Voltaire n’était pas un humain qui aurait pu accéder à ce que l’on
attendait là de lui. Devenu nerveux et peureux il s’est
seulement mis à produire des comportements de plus en plus
inadaptés autant qu’inexpliqués. « Des pipis de
communication sur
ce mur et ce meuble parce que cet appartement m’insécurise, des
selles qui m’échappent en errant de pièce en pièce, des
grattages de la porte, des mordillements des coussins ou de ce
que je trouve sur mon chemin de déambulation anxieuse… actions
qui pour un instant me libèrent un peu de mes tensions
intérieures… » Ah ! si Voltaire avait pu leur dire tout
cela…
Le
besoin que l’on a de la présence d’un chien, l’idée que l’on se
fait de sa relation avec lui et les croyances que l’on
entretient sur cet animal, organisent des schémas affectifs et
comportementaux qui vont façonner la plupart de ses réponses
adaptatives.
Voltaire n’avait fait que répondre à ce qui lui avait été
proposé de vivre au sein de sa famille. Gérard et Rosine
« découvraient » que leurs propres conduites depuis l’adoption
de Voltaire, provoquaient chez lui des réactions émotionnelles
de satisfaction ou insatisfactions, auxquelles ils réagissaient
émotionnellement eux-mêmes, satisfaits ou insatisfaits.
Que c’était dans ce jeu relationnel qu’une régulation des
comportements de Voltaire était possible. Mais que le recours à
la sanction n’avait pas le pouvoir dissuasif attendu, d’abord
parce que l’animal était maintenu dans ce lien de dépendance
excessive, qui générait et alimentait sa détresse de solitude.

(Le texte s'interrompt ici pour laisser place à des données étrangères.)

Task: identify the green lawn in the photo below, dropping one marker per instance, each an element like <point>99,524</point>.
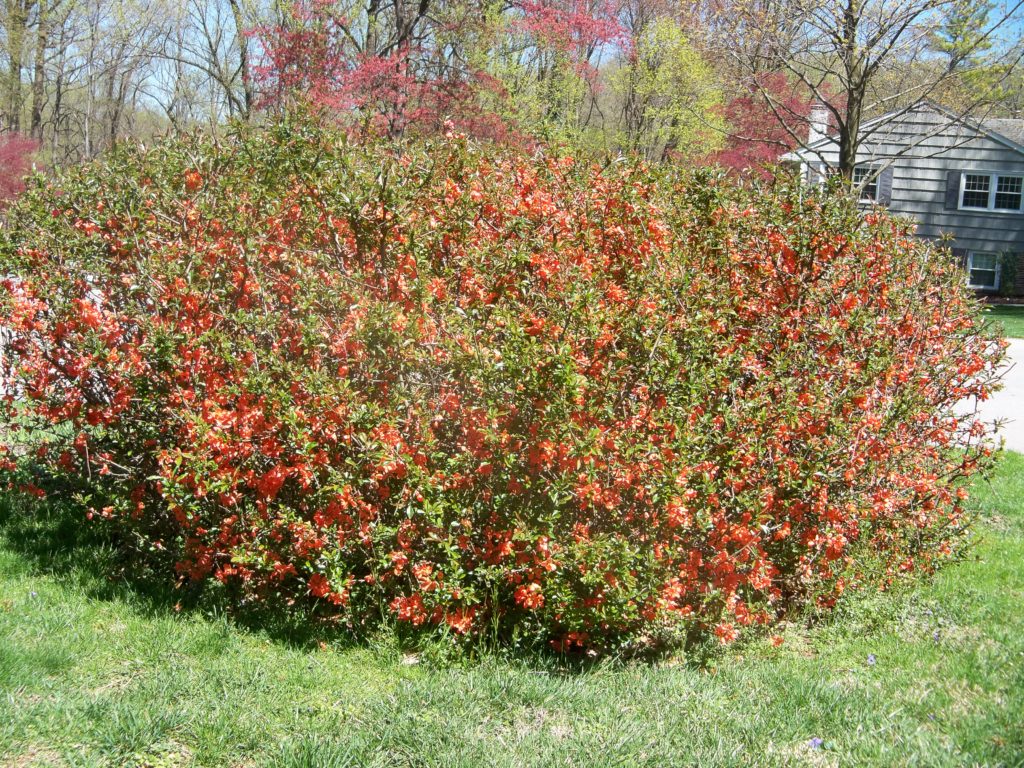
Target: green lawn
<point>1011,317</point>
<point>93,673</point>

Voltaire, ni détraqué, retors ou malade, allait pouvoir évoluer
grâce à la meilleure communication que Gérard et Rosine lui
proposerait avec mon aide.
Ces
maîtres-là… avaient modelé ce chien-là, mais ils
allaient pouvoir en « faire » un autre chien avec un autre mode
de gestion de toute leur cohabitation.